Four years later, Tommy has sworn off alcohol and is estranged from Michael who now operates out of Boston. Tommy is consolidating his power via Canada and wants to bring opium to North America. Tommy has no qualms about setting Michael up by planting drugs on him to get him imprisoned. This leaves Michael’s American wife, Gina (Anya Taylor-Joy) in charge of their business.

Meanwhile, older brother Arthur (Paul Anderson) has become addicted to drugs after wife Linda (Kate Phillips) left him and Polly’s untimely demise. Younger sister Ada Thorne (Sophie Rundle) is trying to keep the family together, fully aware that she is no Polly Gray.

Tommy’s wife Lizzie (Natasha O’Keeffe) tells him that their daughter Ruby has a sudden illness and the child is having visions. Believing this to be related to their gypsy heritage, Tommy returns to England. When Ruby’s illness persists, he seeks out his former sister-in-law Esme (Aimee-Ffion Edwards), who has returned to the gypsy life.

Even as Tommy tries to maintain his standing as a member of parliament, his connection to Mosley and the anti-Semitism the latter supports becomes more problematic. With his daughter’s sickness causing Tommy to lose focus and with no Aunt Polly to lean on, can Tommy and the Peaky Blinders rise above their own infighting?

Helen McCrory’s sudden passing clearly had a devastating effect on this final season of Peaky Blinders.
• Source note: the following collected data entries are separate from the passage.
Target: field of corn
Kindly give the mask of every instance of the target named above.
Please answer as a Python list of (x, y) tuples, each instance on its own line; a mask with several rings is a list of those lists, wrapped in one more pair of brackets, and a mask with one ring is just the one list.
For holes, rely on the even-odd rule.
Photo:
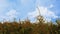
[[(41, 17), (41, 16), (40, 16)], [(0, 34), (60, 34), (60, 21), (46, 22), (43, 18), (37, 18), (39, 22), (32, 23), (29, 19), (25, 21), (13, 21), (0, 23)]]

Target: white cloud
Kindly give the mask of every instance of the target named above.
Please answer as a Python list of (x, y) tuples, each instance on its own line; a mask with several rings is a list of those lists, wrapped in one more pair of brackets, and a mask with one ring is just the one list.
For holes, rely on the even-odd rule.
[(49, 8), (53, 8), (54, 7), (54, 5), (53, 4), (51, 4), (50, 6), (49, 6)]
[(18, 12), (16, 10), (12, 9), (9, 12), (7, 12), (6, 15), (10, 18), (15, 18), (18, 15)]
[(5, 13), (5, 15), (0, 15), (0, 20), (3, 21), (3, 20), (6, 20), (6, 21), (9, 21), (13, 18), (17, 18), (18, 17), (18, 12), (14, 9), (12, 10), (9, 10), (8, 12)]
[[(53, 12), (53, 11), (50, 11), (48, 10), (46, 7), (42, 7), (42, 6), (38, 6), (39, 7), (39, 10), (40, 10), (40, 13), (41, 15), (47, 20), (47, 21), (51, 21), (52, 18), (55, 19), (55, 18), (58, 18), (58, 16)], [(38, 9), (36, 8), (35, 11), (33, 12), (29, 12), (28, 13), (28, 16), (30, 18), (35, 18), (36, 16), (38, 16)]]

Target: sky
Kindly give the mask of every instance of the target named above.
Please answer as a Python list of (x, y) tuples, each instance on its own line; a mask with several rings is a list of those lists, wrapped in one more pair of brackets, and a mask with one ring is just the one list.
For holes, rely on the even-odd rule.
[(13, 20), (13, 18), (34, 21), (40, 14), (47, 21), (60, 18), (60, 0), (0, 0), (0, 21)]

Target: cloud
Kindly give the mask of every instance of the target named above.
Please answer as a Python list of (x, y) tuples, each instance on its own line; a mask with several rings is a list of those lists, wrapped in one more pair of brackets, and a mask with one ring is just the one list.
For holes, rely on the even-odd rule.
[[(47, 20), (47, 21), (51, 21), (52, 19), (56, 19), (58, 18), (58, 16), (53, 12), (50, 11), (47, 7), (43, 7), (43, 6), (38, 6), (39, 10), (40, 10), (40, 14)], [(36, 8), (35, 11), (29, 12), (28, 16), (30, 18), (35, 18), (36, 16), (38, 16), (38, 9)]]
[(53, 8), (54, 7), (54, 5), (53, 4), (51, 4), (50, 6), (49, 6), (49, 8)]
[(9, 18), (16, 18), (18, 14), (19, 13), (16, 10), (12, 9), (6, 13), (6, 16), (8, 16)]
[(18, 12), (14, 9), (12, 10), (9, 10), (8, 12), (5, 13), (5, 15), (0, 15), (0, 20), (3, 21), (3, 20), (6, 20), (6, 21), (9, 21), (13, 18), (17, 18), (18, 17)]

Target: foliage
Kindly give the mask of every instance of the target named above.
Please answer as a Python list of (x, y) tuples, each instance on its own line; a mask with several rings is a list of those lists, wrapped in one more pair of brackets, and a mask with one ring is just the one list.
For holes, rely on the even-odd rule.
[(0, 23), (0, 34), (60, 34), (60, 23), (56, 20), (57, 24), (53, 22), (46, 22), (41, 16), (37, 20), (39, 22), (32, 23), (30, 20), (13, 21)]

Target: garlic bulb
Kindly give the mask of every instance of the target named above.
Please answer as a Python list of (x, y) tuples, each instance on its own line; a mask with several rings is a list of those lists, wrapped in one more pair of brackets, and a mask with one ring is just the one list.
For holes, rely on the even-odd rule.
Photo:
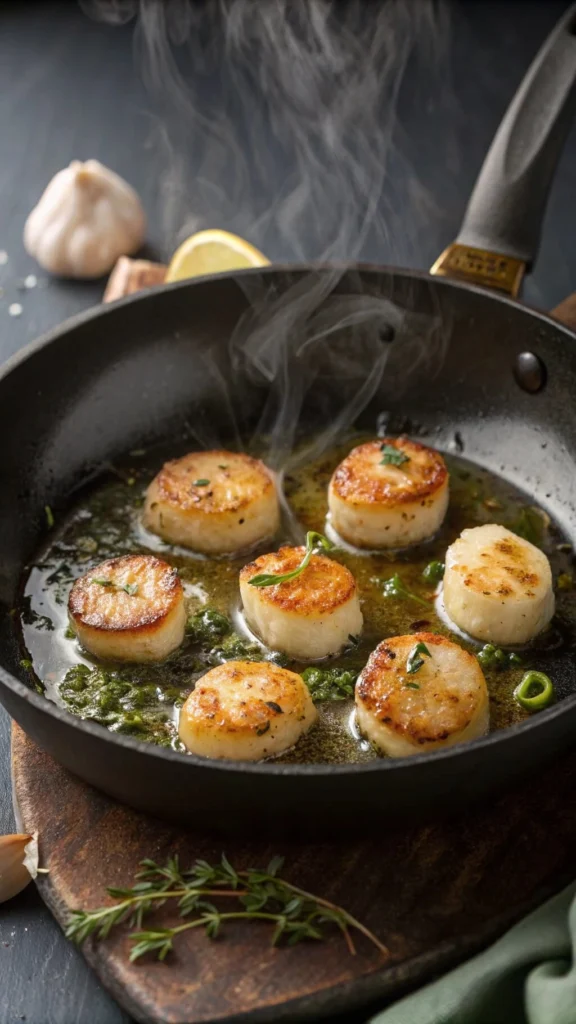
[(24, 227), (24, 245), (45, 270), (101, 277), (144, 241), (136, 192), (98, 160), (73, 160), (54, 175)]
[(38, 837), (0, 836), (0, 903), (16, 896), (38, 874)]

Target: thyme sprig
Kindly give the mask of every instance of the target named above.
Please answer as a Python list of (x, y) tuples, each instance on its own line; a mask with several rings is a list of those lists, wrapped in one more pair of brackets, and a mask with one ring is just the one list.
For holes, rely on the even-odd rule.
[[(70, 915), (66, 936), (81, 944), (90, 936), (105, 939), (121, 924), (137, 929), (130, 960), (134, 962), (147, 953), (165, 960), (173, 949), (177, 935), (191, 928), (203, 928), (215, 939), (222, 925), (232, 920), (267, 921), (274, 925), (272, 944), (285, 941), (293, 946), (304, 939), (323, 939), (323, 929), (333, 925), (340, 929), (350, 953), (356, 948), (352, 931), (360, 932), (388, 956), (382, 942), (347, 910), (278, 877), (284, 861), (274, 857), (264, 870), (249, 868), (236, 871), (222, 854), (219, 864), (197, 860), (192, 867), (180, 868), (178, 857), (171, 857), (164, 867), (153, 860), (143, 860), (136, 875), (136, 884), (129, 889), (108, 888), (118, 902), (96, 910), (74, 910)], [(232, 910), (220, 910), (213, 900), (233, 899)], [(184, 920), (173, 928), (144, 929), (144, 918), (177, 900), (178, 914)]]
[(251, 580), (248, 580), (251, 587), (275, 587), (278, 583), (287, 583), (288, 580), (294, 580), (309, 564), (312, 555), (316, 548), (323, 548), (324, 551), (331, 551), (334, 545), (323, 533), (316, 533), (315, 530), (308, 530), (306, 534), (306, 547), (304, 549), (304, 556), (299, 565), (290, 572), (283, 573), (268, 573), (263, 572), (258, 576), (253, 576)]

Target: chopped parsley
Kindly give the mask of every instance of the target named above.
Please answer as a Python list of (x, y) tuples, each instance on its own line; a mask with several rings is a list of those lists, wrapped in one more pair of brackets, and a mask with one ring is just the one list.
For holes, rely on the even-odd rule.
[(348, 700), (354, 696), (354, 686), (358, 678), (357, 672), (342, 668), (304, 669), (302, 679), (310, 690), (315, 704), (326, 700)]

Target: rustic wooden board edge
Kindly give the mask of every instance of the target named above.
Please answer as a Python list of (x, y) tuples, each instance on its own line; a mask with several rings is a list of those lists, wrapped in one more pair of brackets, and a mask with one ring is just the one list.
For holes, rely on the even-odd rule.
[[(33, 809), (27, 806), (25, 786), (28, 759), (33, 751), (32, 741), (17, 726), (13, 726), (12, 765), (15, 810), (18, 820), (25, 828), (33, 826)], [(42, 754), (41, 756), (46, 758), (48, 755)], [(63, 771), (63, 769), (60, 770)], [(89, 788), (85, 788), (88, 792), (88, 799), (90, 799)], [(107, 800), (100, 794), (97, 795), (97, 799)], [(562, 887), (563, 881), (564, 879), (557, 879), (558, 884), (554, 886), (555, 891)], [(566, 878), (566, 883), (568, 881), (569, 878)], [(50, 876), (39, 876), (37, 885), (42, 899), (58, 923), (64, 927), (69, 910), (59, 897)], [(318, 1020), (323, 1017), (333, 1018), (336, 1013), (361, 1009), (377, 1000), (384, 1002), (392, 997), (399, 998), (411, 988), (425, 984), (438, 973), (450, 969), (463, 959), (485, 948), (515, 920), (521, 918), (524, 913), (537, 906), (542, 899), (549, 895), (552, 895), (550, 887), (543, 891), (537, 891), (525, 904), (516, 906), (511, 912), (503, 911), (481, 931), (461, 935), (455, 940), (441, 943), (428, 953), (400, 963), (384, 965), (351, 981), (277, 1004), (273, 1008), (274, 1019), (296, 1022)], [(163, 1024), (162, 1017), (158, 1016), (152, 1008), (144, 1006), (141, 1001), (135, 1000), (130, 991), (119, 983), (105, 951), (105, 946), (90, 943), (87, 943), (82, 949), (85, 959), (103, 985), (135, 1020), (140, 1024)], [(267, 1005), (232, 1016), (227, 1014), (225, 1017), (218, 1013), (212, 1018), (203, 1017), (203, 1024), (264, 1024), (270, 1019), (271, 1009)], [(192, 1024), (192, 1022), (190, 1018), (183, 1016), (180, 1024)]]

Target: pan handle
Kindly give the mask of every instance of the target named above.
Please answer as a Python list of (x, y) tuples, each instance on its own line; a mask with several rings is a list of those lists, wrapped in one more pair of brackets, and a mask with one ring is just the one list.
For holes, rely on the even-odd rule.
[(576, 3), (541, 47), (488, 151), (455, 242), (432, 274), (517, 295), (576, 115)]

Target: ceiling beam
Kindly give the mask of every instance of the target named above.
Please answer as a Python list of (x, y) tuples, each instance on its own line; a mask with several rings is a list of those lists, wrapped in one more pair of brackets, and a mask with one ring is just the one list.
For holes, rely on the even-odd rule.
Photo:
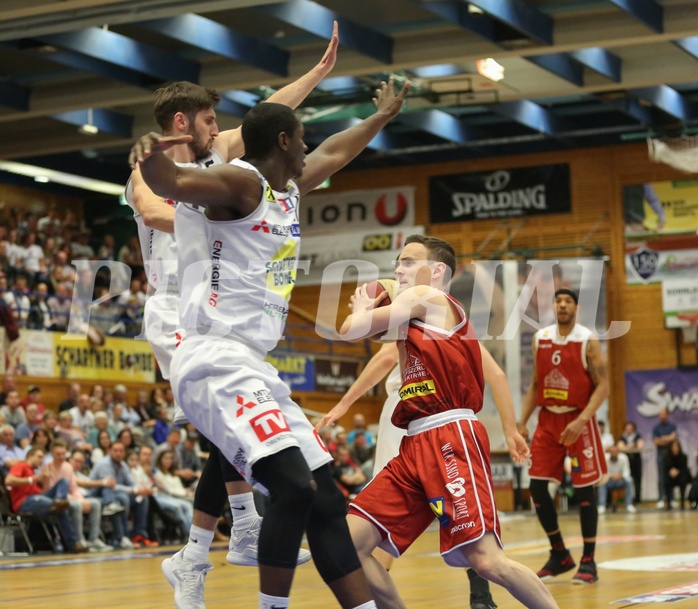
[(97, 127), (100, 133), (118, 135), (119, 137), (133, 137), (133, 117), (121, 112), (114, 112), (113, 110), (104, 110), (103, 108), (73, 110), (72, 112), (53, 114), (51, 118), (77, 127), (92, 125)]
[(468, 0), (468, 4), (540, 44), (553, 44), (552, 17), (522, 0)]
[(674, 40), (674, 44), (683, 51), (686, 51), (691, 57), (698, 59), (698, 36), (680, 38), (679, 40)]
[(563, 121), (550, 110), (527, 99), (494, 104), (490, 108), (496, 114), (510, 118), (529, 129), (545, 133), (551, 137), (560, 135), (565, 131)]
[[(362, 120), (356, 117), (329, 120), (312, 124), (306, 122), (305, 124), (309, 125), (307, 139), (313, 143), (321, 144), (331, 135), (344, 131), (345, 129), (349, 129), (350, 127), (354, 127), (361, 122)], [(366, 148), (369, 150), (386, 151), (396, 148), (397, 145), (396, 138), (394, 138), (388, 131), (383, 129), (366, 145)]]
[(346, 19), (311, 0), (290, 0), (262, 6), (258, 10), (326, 40), (332, 37), (332, 24), (337, 21), (341, 44), (380, 63), (393, 62), (392, 38)]
[(611, 2), (655, 32), (661, 34), (664, 31), (664, 9), (655, 0), (611, 0)]
[(632, 89), (632, 93), (641, 99), (652, 102), (655, 107), (684, 122), (696, 118), (696, 107), (676, 89), (667, 85)]
[(288, 51), (234, 32), (211, 19), (189, 13), (171, 19), (143, 21), (138, 25), (215, 55), (246, 63), (277, 76), (288, 76), (291, 56)]
[(400, 122), (457, 144), (467, 144), (477, 137), (472, 128), (443, 110), (403, 112)]
[(621, 80), (621, 59), (601, 47), (572, 51), (570, 57), (613, 82)]
[(162, 82), (177, 80), (199, 82), (200, 66), (197, 62), (101, 28), (40, 36), (37, 40), (95, 60), (153, 76)]
[(571, 82), (578, 87), (584, 86), (584, 68), (574, 61), (567, 53), (550, 53), (548, 55), (534, 55), (525, 57), (531, 63), (548, 72), (552, 72), (560, 78)]

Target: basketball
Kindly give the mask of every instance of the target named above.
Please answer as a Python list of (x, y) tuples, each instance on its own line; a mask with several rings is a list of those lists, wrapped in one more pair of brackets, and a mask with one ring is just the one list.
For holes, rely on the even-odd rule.
[(389, 305), (395, 298), (396, 291), (397, 281), (394, 279), (379, 279), (366, 284), (366, 292), (371, 298), (378, 298), (383, 292), (388, 292), (388, 295), (378, 303), (378, 307)]

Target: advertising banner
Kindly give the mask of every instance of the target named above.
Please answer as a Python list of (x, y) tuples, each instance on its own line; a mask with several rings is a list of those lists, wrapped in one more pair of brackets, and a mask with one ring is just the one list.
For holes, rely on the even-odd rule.
[(629, 285), (698, 277), (698, 249), (659, 250), (639, 244), (625, 255)]
[(60, 332), (21, 330), (9, 367), (17, 374), (53, 378), (155, 382), (156, 362), (147, 341), (106, 337), (101, 346)]
[(698, 230), (698, 180), (646, 182), (623, 188), (626, 237)]
[(645, 441), (642, 452), (642, 498), (657, 499), (657, 451), (652, 429), (659, 422), (659, 411), (669, 411), (677, 437), (688, 456), (688, 466), (696, 473), (698, 444), (698, 370), (638, 370), (625, 373), (626, 412)]
[(414, 187), (310, 195), (303, 198), (299, 216), (304, 248), (308, 235), (408, 228), (414, 224)]
[[(356, 281), (359, 271), (357, 266), (350, 262), (352, 260), (369, 262), (377, 267), (377, 270), (374, 269), (377, 275), (366, 281), (393, 277), (395, 260), (400, 255), (405, 238), (412, 234), (424, 234), (424, 227), (382, 228), (378, 231), (304, 236), (296, 285)], [(303, 264), (309, 264), (309, 272), (301, 270)]]
[(465, 222), (569, 212), (566, 163), (429, 178), (429, 218)]
[(346, 393), (359, 376), (359, 362), (315, 358), (315, 389)]
[(689, 326), (679, 315), (698, 313), (698, 276), (662, 281), (662, 311), (665, 327)]
[(311, 355), (270, 353), (266, 357), (291, 391), (315, 391), (315, 358)]

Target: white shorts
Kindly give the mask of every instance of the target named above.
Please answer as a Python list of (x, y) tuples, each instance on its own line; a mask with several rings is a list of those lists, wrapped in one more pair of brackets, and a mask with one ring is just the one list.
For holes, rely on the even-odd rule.
[(291, 390), (264, 354), (230, 339), (194, 336), (172, 360), (172, 388), (184, 413), (253, 483), (252, 466), (298, 446), (311, 471), (332, 461)]
[(385, 391), (388, 397), (383, 404), (381, 416), (378, 421), (378, 437), (376, 438), (376, 454), (373, 457), (373, 475), (377, 475), (392, 458), (400, 452), (400, 442), (407, 434), (406, 429), (395, 427), (391, 421), (395, 408), (400, 401), (398, 391), (402, 384), (400, 366), (392, 369), (385, 381)]
[(170, 364), (177, 346), (178, 307), (178, 294), (158, 291), (145, 301), (143, 310), (145, 337), (153, 349), (162, 377), (168, 380), (170, 378)]
[[(179, 294), (169, 293), (166, 290), (155, 292), (145, 301), (143, 310), (143, 323), (145, 323), (145, 337), (155, 354), (155, 359), (160, 366), (162, 378), (170, 380), (170, 368), (180, 337), (177, 335), (179, 327)], [(175, 396), (174, 422), (183, 425), (187, 422), (181, 406)]]

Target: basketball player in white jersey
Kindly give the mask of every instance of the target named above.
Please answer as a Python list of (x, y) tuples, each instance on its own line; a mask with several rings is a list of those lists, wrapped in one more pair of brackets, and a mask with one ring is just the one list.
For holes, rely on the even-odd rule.
[(269, 103), (243, 121), (247, 163), (178, 167), (159, 152), (189, 138), (157, 134), (141, 138), (131, 153), (154, 192), (188, 202), (175, 215), (186, 337), (172, 361), (173, 389), (191, 422), (269, 493), (259, 537), (260, 609), (288, 607), (304, 532), (340, 605), (376, 606), (332, 459), (264, 358), (281, 338), (295, 284), (300, 194), (355, 158), (397, 115), (408, 89), (396, 95), (392, 79), (383, 83), (375, 114), (307, 158), (303, 126), (287, 107)]
[[(270, 101), (291, 108), (300, 102), (332, 70), (337, 57), (337, 24), (320, 62), (297, 81), (272, 95)], [(189, 134), (192, 141), (174, 146), (168, 154), (183, 167), (209, 167), (231, 161), (244, 149), (240, 128), (218, 131), (215, 106), (220, 96), (210, 89), (187, 82), (171, 83), (155, 93), (154, 114), (166, 135)], [(140, 176), (138, 168), (126, 188), (126, 199), (134, 210), (151, 297), (145, 306), (145, 333), (160, 365), (170, 378), (170, 362), (179, 340), (179, 286), (177, 244), (174, 238), (175, 202), (156, 196)], [(176, 406), (175, 422), (186, 417)], [(225, 482), (225, 485), (224, 485)], [(227, 489), (227, 491), (226, 491)], [(214, 446), (197, 485), (193, 526), (189, 542), (163, 562), (163, 571), (175, 588), (179, 609), (203, 609), (203, 586), (212, 568), (208, 553), (215, 527), (228, 501), (234, 516), (227, 560), (236, 565), (257, 565), (260, 520), (251, 487)], [(298, 563), (310, 560), (310, 552), (299, 550)]]

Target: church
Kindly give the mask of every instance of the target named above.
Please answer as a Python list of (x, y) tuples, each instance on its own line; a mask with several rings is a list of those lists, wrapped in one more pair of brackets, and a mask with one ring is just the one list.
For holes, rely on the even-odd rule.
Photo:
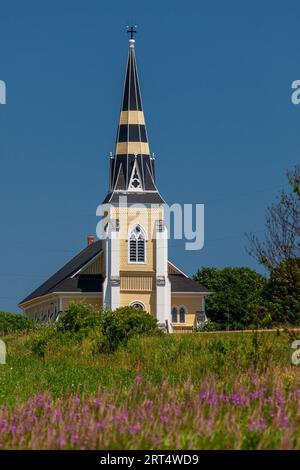
[(71, 302), (109, 309), (132, 305), (154, 315), (167, 332), (188, 332), (206, 320), (210, 292), (168, 259), (164, 205), (150, 153), (135, 56), (129, 50), (115, 153), (103, 201), (103, 236), (86, 247), (19, 306), (42, 323), (56, 321)]

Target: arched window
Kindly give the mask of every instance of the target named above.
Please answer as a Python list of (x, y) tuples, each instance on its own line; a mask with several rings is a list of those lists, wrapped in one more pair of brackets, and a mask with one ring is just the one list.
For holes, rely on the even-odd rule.
[(180, 307), (179, 309), (179, 321), (180, 323), (185, 323), (185, 308)]
[(177, 307), (172, 308), (172, 323), (177, 323)]
[(133, 303), (131, 304), (131, 306), (134, 307), (134, 308), (136, 308), (137, 310), (141, 310), (141, 311), (142, 311), (142, 310), (145, 310), (145, 305), (142, 304), (142, 302), (139, 302), (139, 301), (133, 302)]
[(129, 263), (146, 262), (146, 239), (140, 225), (136, 225), (129, 237)]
It’s a testament to series creator Steven Knight and director Anthony Byrne (who directed all six episodes) that the crew was able to craft a coherent story around this tragedy. They kept McCrory’s presence strong throughout the season whether through old audio and video or through Polly’s previous gypsy fortunetelling abilities.

That same Romany-gypsy heritage is sometimes forgotten in past Peaky Blinders seasons but they lean heavily into it in Season Six. It not only foretells of the coming conflict between Tommy and Michael, it provides a means to bring Esme back into the fold, and it unfortunately haunts the Shelbys regarding little Ruby.

With no McCrory to act opposite him, Murphy bears more of the weight of the overall story than he ever did in previous seasons. Tommy is still self-destructive, albeit sober now and presented with grim news regarding an illness he shockingly contracts. Anderson has long been the hidden gem in Peaky Blinders and he still gets to explore Arthur’s descent into depression after Linda leaves him.

It’s O’Keeffe, however, who feels like the biggest acting surprise in this final season. Even after Lizzie had married Tommy, she always seemed like a less than adequate replacement for the sainted Grace. But in Season Six, dealing with Ruby’s sickness and demise as well as Tommy’s perceived disease and perpetual cheating, Lizzie finally stands up to his strong personality.

Her calling out Tommy for his infidelities and selfishness is different than when Polly or Ada would do it in the past. The pain of losing Ruby while raising Charlie as her own gives Lizzie credibility and authority when she admonishes Tommy and doesn’t feel forced whatsoever.

While the sudden introduction of an adult son Tommy apparently had during World War I feels weird in a final season, Duke Shelby (Conrad Khan) eventually is shown to have a significant role to play in the end. If the rumored Peaky Blinders movie does eventually push through, Duke might have more of the spotlight shone on him.

All things considered, wrapping up the saga of the Shelby family after six seasons was never going to be an easy task. Add to that the difficulty of writing a story around the real-life death of McCrory and the challenge got even bigger.

Even though we are all left wondering how the series could have ended had she survived, Knight, Byrne, Murphy, and the entire crew deserve praise for this concluding season. A story of a family of gangsters from Birmingham who rise in society seemed like a longshot back in 2013 but, nine years later, Peaky Blinders is a real success story in the streaming era of television.

All six seasons of Peaky Blinders is now streaming on Netflix.